None of these operators would choose this topology if the physics allowed otherwise. Single-site builds concentrate construction risk, transmission risk, permitting risk, water risk, and community risk into one geography. The diversification argument for spreading load across multiple campuses is strong on every dimension except the one that governs the actual workload. The operators have all made the same choice because the workload makes it for them.

The convergence is informative. When competitors with different cost structures, different geographies, different political relationships, and different design teams all settle on the same topology, the constraint is upstream of their decisions.

The Integrated Mill Parallel

There is a precedent for this pattern in heavy industry, and the precedent clarifies what is happening.

In the second half of the nineteenth century, steel production was reorganized around a constraint that had nothing to do with management theory and everything to do with thermodynamics. Molten steel cools rapidly. The Bessemer converter, the open hearth furnace, and the rolling mill could each be operated as separate facilities, but the steel between them had to be reheated at every transition, and reheating was expensive enough to dictate the geometry of the entire industry.

The integrated mill solved this by placing the converter, the furnace, and the rolling line on a single contiguous site, with the steel moving from one stage to the next while it was still hot enough to work. Andrew Carnegie's Edgar Thomson Steel Works opened in 1875 on that pattern. Homestead followed in 1881. The economics of integrated steel, the cost curves that eventually consolidated American steel production into a small number of vast sites, all flowed from that physical fact. Steel cooled too quickly to transport between separate facilities, so the facilities had to be one facility.

The parallel to frontier training is precise. Gradients cannot be transported between separate campuses without prohibitive latency, so the campuses have to be one campus.
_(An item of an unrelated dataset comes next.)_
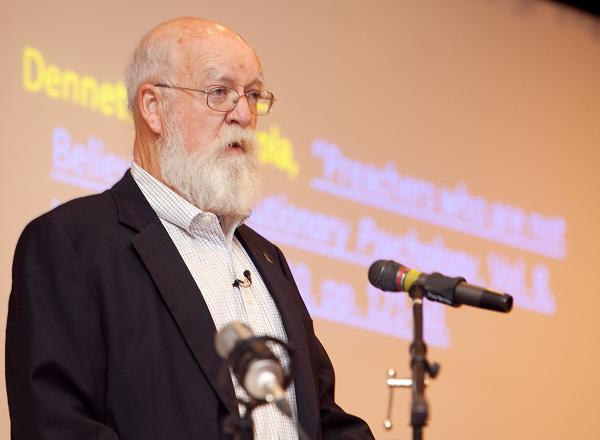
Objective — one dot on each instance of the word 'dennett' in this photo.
(110, 99)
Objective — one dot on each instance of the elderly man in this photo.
(116, 297)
The economics of single-site multi-gigawatt training, the underwriting categories that will eventually form around it, and the scarcity of land that supports it are all downstream of a physical constraint, not of a strategic choice.

It is worth noting how Carnegie's competitors responded. They did not argue that the integrated mill was a passing fashion. They built integrated mills. The constraint propagated until the industry's topology matched the physics.

What Becomes True By 2028

If the analysis above is right, several things follow over the next thirty months.

The unit of frontier training settles at the single-site campus, at scales between two and five gigawatts of IT load. Sites below that scale serve the second tier of model development, regional inference, fine-tuning, and specialized workloads. Sites above that scale are the locations where the actual frontier moves.

The contiguous land required to support a multi-gigawatt single-site campus expands. A two-gigawatt campus with realistic power density, cooling envelope, substation footprint, and expansion buffer occupies roughly two thousand five hundred to five thousand acres of contiguous, developable land. The number of such parcels in the United States with viable transmission interconnection is small and shrinking. The scarcity is not theoretical. It is already showing up in the land market.

Underwriting models adapt. The category that emerges is not data center land in general but coherent-footprint land in particular. Parcels that can support a single-site multi-gigawatt build trade as one asset class. Parcels that cannot, however good they might be for distributed deployment, trade as a different asset class. The spread between the two categories widens as the physics becomes common knowledge.

The asynchronous research path continues. It may matter enormously for the workloads downstream of pretraining. It does not, in the period under discussion, change where the frontier campus has to be built.

The physics does not negotiate. The infrastructure follows.